Fig. 1 represents the mean arterial pressure responses to increasing doses of the renin inhibitor, CP80794, and the ACE inhibitor, captopril, in conscious dogs studied in the control state prior to pacing and after the development of advanced CHF. The vehicles in which the respective drugs were administered had no effects on MAP. The renin inhibitor had no effects on MAP even at the highest doses administered in the conscious dogs studied in the sodium-replete state. This was associated with a decrease in plasma renin activity from 0.7±0.1 ng/ml/h to less than 0.1±0.1 ng/ml/h (P<0.01). In contrast, captopril caused a progressive dose-related decrease in MAP in the control state with the largest dose (1 mg/kg) resulting in a 12±3% decrease in resting MAP. In contrast to CP80794, captopril caused a significant increase in plasma renin activity from 0.6±0.2 to 1.3±0.4 ng/ml/h (P<0.05) in the control state. In advanced heart failure, there was again no effect of the respective vehicles used to administer the drugs on MAP responses. However, in contrast to what was observed in the dogs studied in control, the renin inhibitor, CP80794, caused dose-related decreases in MAP while suppressing plasma renin activity from 2.8±0.7 to less than 0.1 ng/ml/h (P<0.01). At the maximum dose tested for each agent, CP80794 (3 mg/kg) caused comparable peak reductions in MAP (22±2%) to that of captopril (1 mg/kg). However, in contrast to CP80794, captopril caused a further increase in plasma renin activity from 2.5±0.3 to 4.4±0.9 ng/ml/h (P<0.05). These equihypotensive doses were used for subsequent analyses.

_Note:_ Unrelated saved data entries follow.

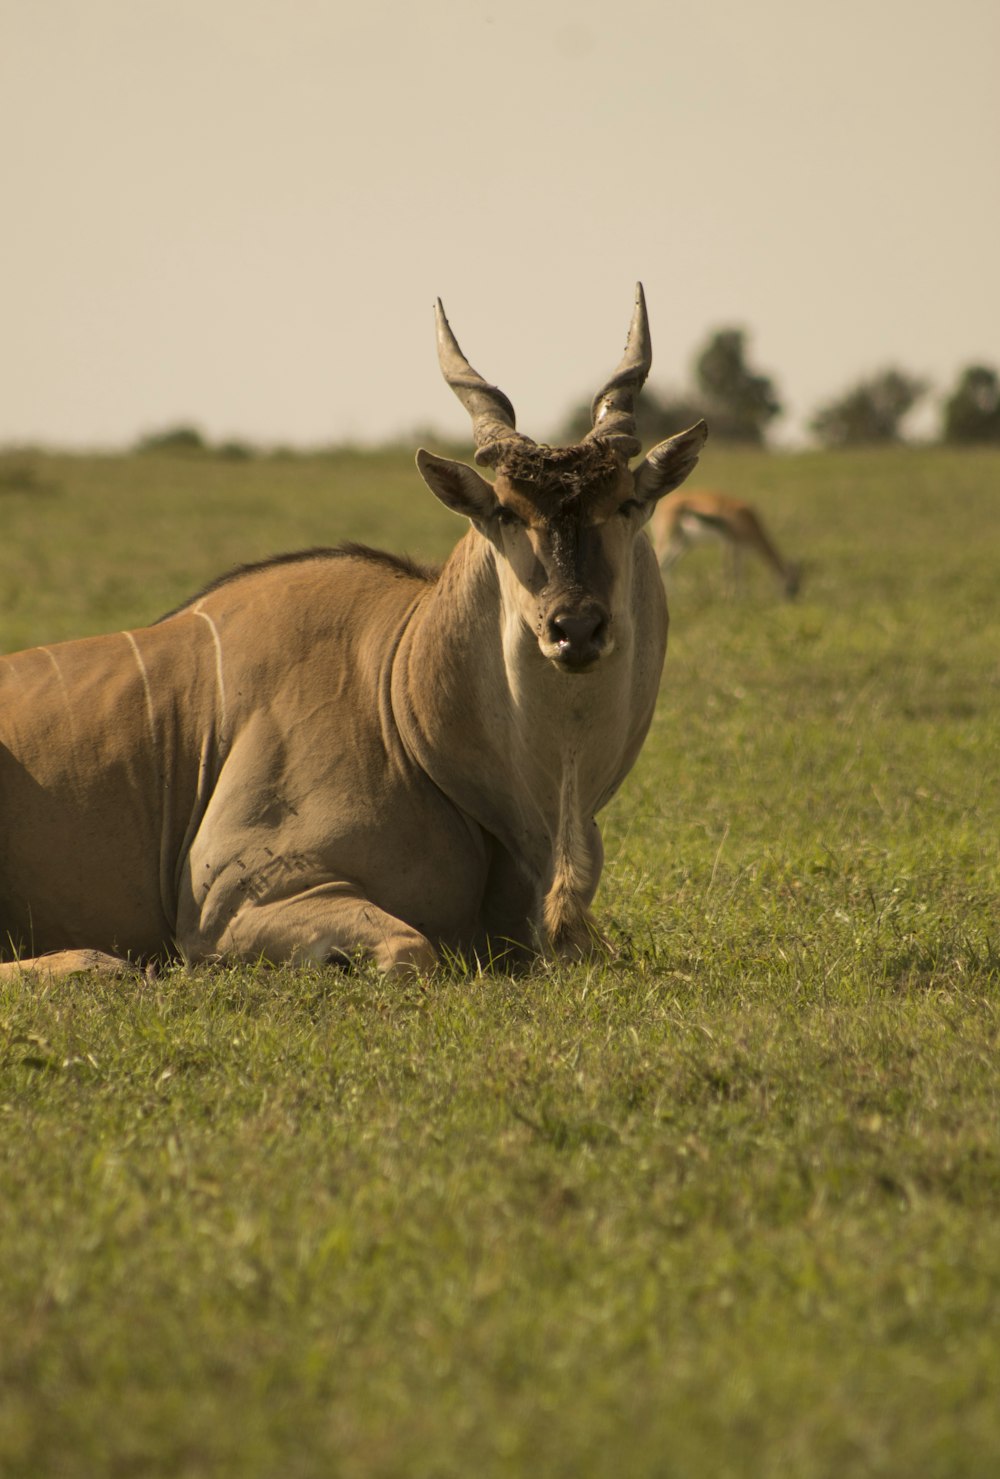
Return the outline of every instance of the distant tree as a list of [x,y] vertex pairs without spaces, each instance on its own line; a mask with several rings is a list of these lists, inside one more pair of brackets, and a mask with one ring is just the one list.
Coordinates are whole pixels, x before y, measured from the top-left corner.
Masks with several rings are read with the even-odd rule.
[[208,445],[194,426],[171,426],[153,431],[136,442],[137,452],[206,452]]
[[1000,442],[1000,379],[988,365],[969,365],[944,403],[946,442]]
[[254,455],[249,442],[220,442],[214,450],[217,457],[224,457],[227,462],[247,462]]
[[55,483],[38,476],[37,467],[25,457],[0,452],[0,493],[57,493]]
[[926,390],[924,380],[902,370],[883,370],[855,385],[840,400],[821,406],[809,429],[824,447],[898,442],[903,417]]
[[781,402],[768,375],[750,368],[742,329],[717,329],[695,360],[697,401],[712,436],[762,446]]
[[[703,416],[713,439],[762,446],[768,423],[782,407],[770,376],[747,364],[744,331],[717,329],[695,359],[694,372],[693,390],[643,390],[635,413],[640,440],[662,441]],[[560,440],[579,441],[590,427],[589,404],[578,405],[560,428]]]
[[[635,405],[636,435],[644,446],[650,446],[684,431],[702,415],[704,412],[691,397],[672,391],[660,393],[647,385]],[[570,446],[581,441],[592,426],[590,402],[581,401],[567,415],[556,441],[561,446]]]
[[635,424],[644,443],[662,442],[693,426],[705,415],[697,397],[683,390],[644,390],[636,408]]

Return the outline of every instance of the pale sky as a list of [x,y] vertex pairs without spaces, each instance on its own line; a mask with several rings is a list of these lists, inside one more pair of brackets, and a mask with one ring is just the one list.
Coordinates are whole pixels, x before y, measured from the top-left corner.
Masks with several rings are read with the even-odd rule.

View larger version (15K): [in this window] [in a new window] [Download PowerPoint slide]   Fig. 1 The dose–mean arterial pressure response relationship to increasing doses of CP80794 and captopril in the control state and in advanced heart failure (CHF) in conscious dogs.

 
3.2 The peak effects of renin inhibition compared to ACE inhibition at equihypotensive doses in advanced heart failure
Table 2 depicts the peak effects of CP80794 (3 mg/kg) and captopril (1 mg/kg) at equihypotensive doses on resting hemodynamics in advanced heart failure. The peak effects of CP80794 in advanced heart failure were evident within the first 10 min and persisted for up to 45 min. CP80794 caused a 12% decrease in LV systolic pressure and a 22% decrease in MAP. LV end-diastolic pressure fell from 24±1 to 19±4 mmHg (P<0.05). There was a small, but insignificant increase in LV dP/dt. Heart rate fell slightly while cardiac output increased from 1.38±0.28 to 1.81±0.11 l/min (P<0.02). SVR was reduced from 4818±334 to 2969±251 dyn·s·cm^–5 (P<0.05).

View this table: [in this window] [in a new window]   Table 2 The peak effects of CP80794 and captopril at equihypotensive dose on LV and systemic hemodynamics and regional blood flow in conscious dogs with advanced heart failure

 
The peak effects of captopril were evident within the first 5 min and persisted for greater than 60 min. Captopril caused a 12% decrease in LV systolic pressure and a 24% decrease in MAP (P<0.05). LV end-diastolic pressure fell from 24±1 to 20±1 mmHg (P<0.05). LV dP/dt was unchanged. Heart rate fell by 9% while cardiac output increased from 1.39±0.12 to 1.87±0.14 l/min (P<0.01). SVR was reduced from 4877±482 to 2665±191 dyn·s·cm^–5 (P<0.05).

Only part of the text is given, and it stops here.